The exemption of sales tax and customs duty provided as per the Fiscal Incentives Policy is expected to result in the following sectorial benefits:
- Hydropower sector is encouraged to use high quality products in construction without bringing about cost escalation.
- Agriculture sector is expected to increase domestic agricultural products as seeds and tools are exempted.
- Mining sector is encouraged to bring about value addition to the domestically sourced minerals, as indirect tax is exempted on mining equipment and machinery. Tax holiday is also provided.
- Tourism sector enjoys tax benefits for hotel industry as well as for tour operators. Indirect tax exemptions are provided on interior furnishings of hotels to develop hotel infrastructure. Tour operators are also exempted from paying CD and ST on tourist buses, vans, and hiking equipment. Tax holiday is also provided.
- The CSIs & Co-operatives enjoy tax holidays, especially during their initial stage of set-up. Further, incentives in the form of CD and ST exemption on machinery, raw materials, and packaging materials are being provided to ensure that the products of the CSIs are competitive.
Fiscal incentives aim to create conducive environments for businesses by providing a transparent and suitable tax regime. The objective is to stimulate economic growth, private sector development, and generate employment. As quoted in a local newspaper, Business Bhutan (15 April 2017): “The scope of the new fiscal incentives is broader than the Fiscal Incentives 2010, as the incentives cover businesses apart from the sectors identified under the EDP.”
Fiscal incentives are also intended to cut down the cost of production and increase the competitiveness of products, both within the country and also in the international markets.

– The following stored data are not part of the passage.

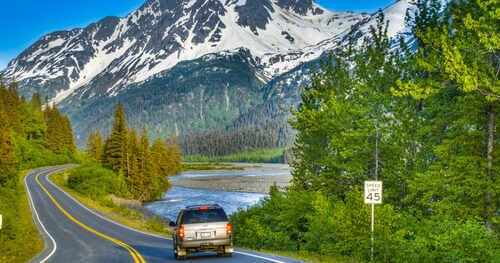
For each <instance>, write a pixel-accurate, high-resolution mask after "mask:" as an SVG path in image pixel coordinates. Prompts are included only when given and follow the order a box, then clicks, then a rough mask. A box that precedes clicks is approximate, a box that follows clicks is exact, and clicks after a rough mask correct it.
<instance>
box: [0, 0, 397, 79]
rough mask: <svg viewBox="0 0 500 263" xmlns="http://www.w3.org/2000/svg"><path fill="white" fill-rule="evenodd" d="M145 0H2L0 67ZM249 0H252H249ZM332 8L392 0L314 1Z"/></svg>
mask: <svg viewBox="0 0 500 263" xmlns="http://www.w3.org/2000/svg"><path fill="white" fill-rule="evenodd" d="M144 1H145V0H70V1H68V0H45V1H40V0H14V1H9V0H1V1H0V6H1V7H2V8H1V10H0V36H1V37H0V69H3V68H5V67H6V66H7V63H8V62H9V61H10V60H11V59H13V58H14V57H16V56H17V55H19V53H21V52H22V51H23V50H24V49H26V48H27V47H29V46H30V45H31V44H33V43H34V42H35V41H36V40H38V39H39V38H40V37H42V36H43V35H45V34H47V33H50V32H53V31H57V30H64V29H70V28H75V27H84V26H86V25H88V24H90V23H92V22H96V21H98V20H99V19H101V18H103V17H105V16H108V15H113V16H125V15H127V14H128V13H129V12H130V11H132V10H134V9H136V8H138V7H139V6H140V5H141V4H142V3H143V2H144ZM250 1H251V0H250ZM316 2H317V3H318V4H320V5H322V6H323V7H325V8H328V9H331V10H349V11H358V12H374V11H376V10H377V9H379V8H383V7H386V6H388V5H389V4H390V3H392V2H394V0H316Z"/></svg>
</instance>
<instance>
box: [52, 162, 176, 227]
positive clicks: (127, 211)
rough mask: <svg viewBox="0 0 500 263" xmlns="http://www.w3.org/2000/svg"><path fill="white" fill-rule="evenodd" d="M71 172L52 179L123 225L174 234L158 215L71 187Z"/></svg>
mask: <svg viewBox="0 0 500 263" xmlns="http://www.w3.org/2000/svg"><path fill="white" fill-rule="evenodd" d="M73 169H74V168H73ZM69 172H70V170H64V171H61V172H59V173H55V174H53V175H51V176H50V179H51V180H52V181H53V182H54V183H55V184H56V185H58V186H59V187H61V188H62V189H63V190H64V191H66V192H67V193H69V194H70V195H72V196H73V197H75V198H76V199H77V200H78V201H80V202H81V203H83V204H85V205H86V206H88V207H90V208H92V209H94V210H96V211H99V212H100V213H101V214H103V215H104V216H106V217H108V218H110V219H112V220H114V221H116V222H118V223H121V224H123V225H126V226H129V227H132V228H135V229H139V230H142V231H147V232H151V233H155V234H160V235H164V236H170V235H171V234H172V233H171V232H170V231H169V230H168V228H166V227H165V225H164V222H163V220H162V219H161V218H160V217H158V216H155V217H154V218H153V219H146V218H144V216H143V214H142V213H141V212H139V211H136V210H133V209H131V208H128V207H127V206H125V205H117V204H115V202H113V201H112V200H111V199H110V198H107V197H106V198H91V197H90V196H85V195H83V194H81V193H79V192H77V191H75V190H73V189H71V188H69V187H68V185H67V181H68V175H69Z"/></svg>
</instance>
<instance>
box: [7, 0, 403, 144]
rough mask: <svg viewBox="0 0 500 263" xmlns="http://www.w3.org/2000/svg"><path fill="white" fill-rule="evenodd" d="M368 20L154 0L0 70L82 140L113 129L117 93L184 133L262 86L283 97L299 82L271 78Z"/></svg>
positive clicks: (261, 8)
mask: <svg viewBox="0 0 500 263" xmlns="http://www.w3.org/2000/svg"><path fill="white" fill-rule="evenodd" d="M400 2H405V3H406V2H407V1H400ZM401 16H404V12H403V11H402V14H401ZM369 22H370V16H369V15H367V14H357V13H350V12H331V11H328V10H326V9H324V8H322V7H321V6H319V5H317V4H316V3H315V2H314V1H313V0H189V1H188V0H148V1H146V2H145V3H144V4H143V5H142V6H141V7H140V8H139V9H137V10H135V11H133V12H131V13H130V14H128V15H127V16H126V17H123V18H118V17H112V16H110V17H105V18H103V19H102V20H100V21H98V22H96V23H93V24H90V25H88V26H87V27H85V28H76V29H72V30H67V31H57V32H53V33H50V34H48V35H46V36H43V37H42V38H40V39H39V40H38V41H36V42H35V43H34V44H33V45H31V46H30V47H29V48H27V49H26V50H25V51H23V52H22V53H21V54H20V55H19V56H18V57H17V58H15V59H14V60H12V61H11V62H10V63H9V65H8V67H7V69H6V70H5V71H4V72H3V75H4V76H3V77H4V80H5V81H7V82H10V81H14V80H15V81H17V82H18V83H19V86H20V93H21V94H22V95H24V96H26V97H27V98H30V97H31V94H33V93H34V92H39V93H41V96H42V97H45V96H47V97H48V98H49V99H50V100H51V102H55V103H57V104H58V105H59V107H60V108H61V109H62V111H63V112H65V113H67V114H69V115H70V118H71V119H72V122H73V124H74V126H75V127H74V128H75V129H74V130H75V133H76V135H77V142H78V143H79V144H80V145H82V144H83V142H84V140H85V139H86V135H87V134H88V132H89V130H92V129H101V130H103V131H105V130H107V128H108V126H109V121H108V119H109V118H110V117H111V112H112V106H113V105H114V103H116V102H117V101H118V100H121V101H122V102H123V103H124V104H125V107H126V108H127V110H128V111H127V112H128V113H129V119H131V122H132V123H133V124H135V123H134V121H136V122H137V123H139V122H142V123H141V125H142V124H147V125H148V126H149V127H150V130H152V133H153V134H152V135H159V136H167V135H169V134H174V135H177V134H185V133H188V132H193V131H197V130H204V129H213V128H221V127H226V126H228V125H231V123H232V122H233V121H235V120H236V119H237V118H238V117H239V116H241V115H242V114H244V113H245V112H247V111H248V110H250V109H252V108H255V107H258V105H261V104H262V105H264V104H265V103H266V100H267V97H269V96H267V97H266V94H275V95H272V97H273V98H274V99H275V98H277V97H279V96H281V95H283V96H285V97H286V96H287V94H285V93H279V94H278V91H289V90H293V89H296V87H297V85H298V83H299V82H289V83H288V82H287V87H282V86H280V87H279V88H277V89H276V88H275V87H274V86H272V85H273V84H272V83H278V82H280V81H281V80H283V79H284V77H282V76H283V75H294V73H293V72H297V68H301V67H302V66H303V65H304V63H309V62H311V61H315V60H317V59H319V58H320V57H321V56H322V55H323V54H324V53H325V52H328V51H329V50H332V49H333V48H335V47H336V46H337V45H338V43H339V41H342V39H344V38H345V37H346V35H347V34H350V32H351V28H352V27H354V26H355V28H358V29H360V30H358V31H356V34H364V32H365V31H363V30H364V27H363V25H364V24H366V23H369ZM295 75H296V74H295ZM295 75H294V76H295ZM276 79H279V80H276ZM296 79H300V83H303V81H304V80H305V79H304V78H299V77H297V78H296ZM280 83H281V82H280ZM280 85H281V84H280ZM264 93H266V94H264ZM289 93H290V94H294V95H293V96H296V95H295V94H296V93H295V92H289ZM280 94H281V95H280ZM294 98H295V97H294ZM285 99H287V98H285ZM293 100H295V99H293ZM226 101H229V104H228V103H226ZM273 103H274V102H273ZM226 104H228V105H226ZM268 104H269V102H268ZM287 105H288V104H287ZM219 106H220V107H219Z"/></svg>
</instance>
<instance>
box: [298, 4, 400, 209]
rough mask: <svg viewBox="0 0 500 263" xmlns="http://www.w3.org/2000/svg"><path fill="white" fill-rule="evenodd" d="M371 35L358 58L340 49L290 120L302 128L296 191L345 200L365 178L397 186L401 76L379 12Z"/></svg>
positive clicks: (324, 63) (314, 75)
mask: <svg viewBox="0 0 500 263" xmlns="http://www.w3.org/2000/svg"><path fill="white" fill-rule="evenodd" d="M370 37H371V38H370V39H366V40H365V45H364V47H363V48H362V50H360V51H359V54H357V55H354V54H353V49H352V48H350V47H349V48H347V49H346V50H339V51H337V52H338V53H336V54H334V57H333V60H332V61H328V62H326V63H323V65H322V67H321V70H320V71H319V72H318V73H314V74H313V79H312V83H311V85H310V86H309V87H307V88H305V90H304V94H303V96H302V103H301V104H300V106H299V108H298V110H297V111H295V112H294V116H295V118H296V119H295V120H293V121H292V122H291V124H292V126H294V128H296V129H297V130H298V135H297V140H296V143H295V147H294V155H295V156H297V161H296V162H295V163H294V164H293V167H294V171H293V176H294V178H293V181H294V186H295V187H299V188H302V189H313V190H319V189H323V190H325V191H326V192H328V193H330V194H334V195H335V196H337V197H339V198H344V196H345V193H346V192H347V191H349V190H350V189H351V187H352V186H353V185H361V184H362V181H363V180H365V179H367V178H371V179H384V182H385V181H387V183H388V184H387V185H388V186H392V187H389V189H391V188H395V187H396V186H397V185H399V182H398V180H397V179H396V178H397V172H396V171H395V170H396V169H394V165H395V164H396V163H397V162H398V160H397V158H398V157H397V156H398V155H397V154H395V153H396V152H399V151H401V149H399V148H397V147H394V144H393V142H392V141H393V140H394V139H395V138H396V137H397V134H395V133H394V132H393V130H394V129H395V127H396V125H397V124H398V120H397V119H396V118H397V115H398V114H396V112H395V111H396V110H397V108H396V107H395V106H394V104H395V100H394V98H393V96H392V94H391V91H390V90H391V87H392V85H393V84H394V82H395V80H396V79H397V78H398V77H399V72H398V70H397V69H396V66H395V65H396V62H395V61H394V57H393V56H392V55H391V54H390V53H389V50H390V42H389V39H388V38H387V25H386V23H385V21H384V16H383V14H382V13H381V12H379V14H378V19H377V26H376V27H372V28H371V34H370ZM352 61H354V62H352ZM396 192H397V191H396V190H394V191H393V193H391V194H390V195H392V196H394V197H395V196H397V194H396ZM392 199H393V200H394V199H397V198H392Z"/></svg>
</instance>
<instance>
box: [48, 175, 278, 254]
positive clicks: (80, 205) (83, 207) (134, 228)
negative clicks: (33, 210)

The incentive is expected to act as a stimulant to attract investments, which would also create jobs for youths and skills development.
The 2017 EDP has learnt from the experiences of 2010 EDP and has come up with game changers, and focuses mainly on the five jewels — hydropower, mining, tourism, agriculture and CSIs. Likewise, the Fiscal Incentives 2017 has been geared towards supporting these five jewels broadly.
However, fiscal incentives come with a revenue cost. Table 1 below shows the summary of total taxes forgone under Fiscal Incentives by “major sectors and tax type” for the period January 2008 to February 2018.
|Table 1: Summary of total taxes forgone under Fiscal Incentives by “major sectors and tax type” for the period Jan 2008 to Feb 2018 (Amount in Nu. million)|
|Sl No||Major Sectors||No of beneficiaries||Income Tax (IT)||Sales Tax (ST)||Customs Duty (CD)||Total|
|6||Tourism (Travel Agent)||79||0.00||6.33||22.55||28.88|
|9||Film and Media||20||3.05||0.82||1.52||5.39|
Source: Ministry of Finance, Thimphu website.
The details of tax forgone can be viewed as per the link http://www.mof. gov.bt/news/fiscal-incentive-and-tax-forgone-from-2008-to-2018-04-apr-2018/
Revenue forgone from fiscal incentives should be quantified against expected benefits and reported. Where the benefits cannot be quantified, qualitative factors could be considered. The objective of the fiscal incentives is to satisfactorily meet our goals of attracting investors, fostering economic growth and creating much needed employment within the country, rather than serving a few individuals.